I hear you Trumpet - here's the thing. I went to the Bishop (his boss!). The bishop essentially said, re: the affair, if there are no other witnesses to it, his hands are tied. It's my word against his, and that will not play out well in the church. I think he was basically trying to protect the church and also provide for H's potential innocence in it. He tried to counsel me but it wasn't much help in the bigger picture. You're right - someone *else* needs to get through to him - it cannot be me. But, it's all so dark & secretive, no one else *will*, and no one else knows that has any ability to help. He thinks he should be the only counselor in this arena already, even though he admits he doesnt' know what else to do & feels like he's already done it all (ugh).

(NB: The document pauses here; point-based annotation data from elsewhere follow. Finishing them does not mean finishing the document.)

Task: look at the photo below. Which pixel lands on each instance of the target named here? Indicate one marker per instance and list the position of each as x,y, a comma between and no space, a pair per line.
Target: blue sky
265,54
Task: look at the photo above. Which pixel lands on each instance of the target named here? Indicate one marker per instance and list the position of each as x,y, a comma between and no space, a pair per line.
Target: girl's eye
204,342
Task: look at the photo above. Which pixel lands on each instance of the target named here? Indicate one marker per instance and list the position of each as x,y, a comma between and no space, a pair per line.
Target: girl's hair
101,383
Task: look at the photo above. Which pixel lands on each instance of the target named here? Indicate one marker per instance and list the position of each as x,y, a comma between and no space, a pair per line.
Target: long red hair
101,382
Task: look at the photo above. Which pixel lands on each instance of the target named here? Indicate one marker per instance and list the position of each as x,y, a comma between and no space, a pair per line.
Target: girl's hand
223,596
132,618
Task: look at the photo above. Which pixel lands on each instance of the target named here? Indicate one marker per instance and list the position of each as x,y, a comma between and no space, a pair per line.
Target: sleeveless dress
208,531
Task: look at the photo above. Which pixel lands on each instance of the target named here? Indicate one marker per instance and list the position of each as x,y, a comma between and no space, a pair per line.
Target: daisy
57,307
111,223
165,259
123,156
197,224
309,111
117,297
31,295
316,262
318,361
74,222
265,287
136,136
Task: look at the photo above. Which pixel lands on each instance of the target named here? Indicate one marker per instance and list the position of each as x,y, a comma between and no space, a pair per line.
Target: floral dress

I keep trying many ways to break the cycle!! I even identify it, but that doesn't seem to matter. He tells me over & over that I am not humble and accepting responsibility. I do - I don't know what I'm missing (though I'll admit the humility thing he has me there).
I've been at this for many months now. I keep failing and taking the bait. When I try to explicate myself from it, he chases after and rages that I'm controlling the sitch by not facing his raging (his idea of communication) and therefore I'm a terrible communicator, terrible wife and always usurping control.

Last edited by kyrie; 01/05/16 05:16 PM.

Me: 42, H: 38
Married: 12 years (second M for me)
14D, 9D
2015 EA (PA??), porn addict, *pastor/counselor* MLC

At a counselor, he said he wanted the marriage but not to work on himself w/a IC. Piecing?